Изменить стиль страницы

      А журналист, человек весьма приятной наружности сидел на том же убогом стуле напротив удивленного еще больше, чем вчера, старшего лейтенанта и дружелюбно улыбался. Был он в отличной форме, с проницательными глазами на мужественном лице – сравнительно редкое сочетание в наше время.

      К сожалению, был у этого нового посетителя, по крайней мере, один из известных Игнаточкину существенный недостаток – его профессия.

      Стойкий отрицательный образ этих людей прочно закрепился в неокрепшем мировоззрении молодого сотрудника милиции под влиянием внутриведомственной пропаганды. Личному составу постоянно талдычили, что их брат сует свой любопытный нос туда, куда раньше, в счастливое время, совать никому не дозволялось. Начальство учило молодежь, что эти беспринципные разгильдяи и лгуны только и делают, что разнюхивают, провоцируют, лицемерят, подтасовывают факты, пугают и ввергают гражданское население в панику. Они передергивают, отвлекают занятых людей от важных дел, поливают помоями славные внутренние органы, в первую очередь начальство, и даже клевещут на сотрудников, честно исполняющих свой служебный долг.

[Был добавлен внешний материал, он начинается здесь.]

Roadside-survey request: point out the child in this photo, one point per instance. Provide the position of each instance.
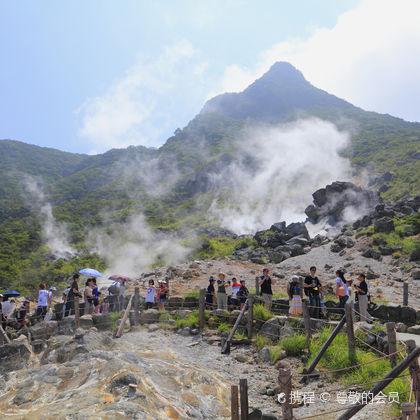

      Да, что правда, то правда – лично старшему лейтенанту Игнаточкину газетчики ничего плохого не сделали. Но ведомственная «прививка» сработала, и, по крайней мере сейчас, он подсознательно следовал распространенному негативному стереотипу, пришедшему в последние годы на смену старому и доброму – верить всему, что напечатано. Ну а нынче? Как же им верить сейчас-то? Вы мне скажите, граждане, милые вы мои. Никакой цензуры! В голове не укладывается – любой писака имеет право напечатать (только вдумайтесь) всё! Всё, что взбредет в его больную голову! Без всякой ответственности, без разрешения... Бред! Просто бред сивой кобылы!

      «Разваливается страна, ник-к-какога уважения к власти, ник-к-какога порядка!» – вспомнил он четкий вывод начальника отдела подполковника Аристократкина.

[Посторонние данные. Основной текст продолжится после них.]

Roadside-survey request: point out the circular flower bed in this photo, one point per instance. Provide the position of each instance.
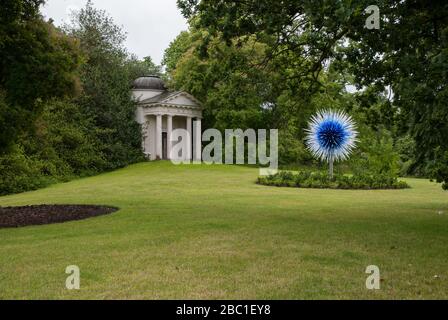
(339, 181)
(13, 217)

 Игнаточкин бросил испытующий взор на репортера и почувствовал, что, несмотря на заветы подполковника, не может побороть в себе возникшее с первого взгляда и усиливающееся с каждой минутой чувство симпатии к этому, продолжающему добродушно улыбаться, человеку.

      «Ага! – догадался он, – это потому, что сравнение со вчерашними хамами из конторы стопудово не в пользу последних.

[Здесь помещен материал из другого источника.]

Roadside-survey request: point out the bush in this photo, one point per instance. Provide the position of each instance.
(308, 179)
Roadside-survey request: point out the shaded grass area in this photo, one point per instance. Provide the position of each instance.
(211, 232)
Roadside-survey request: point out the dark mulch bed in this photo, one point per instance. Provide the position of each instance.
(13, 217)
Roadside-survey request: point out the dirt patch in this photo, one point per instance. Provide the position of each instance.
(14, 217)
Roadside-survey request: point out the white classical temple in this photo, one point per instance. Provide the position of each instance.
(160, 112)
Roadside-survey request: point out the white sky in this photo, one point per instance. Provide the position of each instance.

      И чего им всем только дался этот несчастный таджик?! – Он не заметил, как начал называть беднягу таджиком. – Ну, обалдеть! Просто о-бал-деть! Вот интересно – чего этому газетчику-то надо?»

      - Так я не помешал? – осведомился журналист вежливо.

      - Нет-нет, – стараясь говорить так же вежливо, ответил следователь. – Так говорите, вас интересует дело о неопознанном трупе из залива?

      - Очень... – подтвердил журналист.

      - Да, действительно, я расследовал этот загадочный случай.

      Он поднялся из-за стола и принялся в задумчивости ходить по комнате. В силу ограниченности пространства, отпущенного кабинету строителями, прогулка эта заканчивалась чрезвычайно быстро и, чтобы не упереться лбом в стенку, ему приходилось всякий раз резко разворачиваться.

      «По-моему получается эффектно», – пришло в голову старшему лейтенанту, и он спросил:

      - А откуда вам известно про это дело? Мы это... справок по неоконченным делам не даем. В интересах следствия.

      - Ну... – протянул журналист туманно, – сами знаете, у нас, газетчиков, свои каналы добывания информации. Слишком сложно объяснять. Да и, честно говоря, не имеет значения. Но ради бога, никаких нарушений! Только то, что разрешено.

      - Ясно... Ну, нарушений мы и без вас не допускаем. А по поводу информации… Знаете, я и не надеялся на полную откровенность в таком вопросе. Но меня попросили ознакомить, так сказать. Хотя всё это очень странно... пум-пум... – пробормотал озадаченно Игнаточкин.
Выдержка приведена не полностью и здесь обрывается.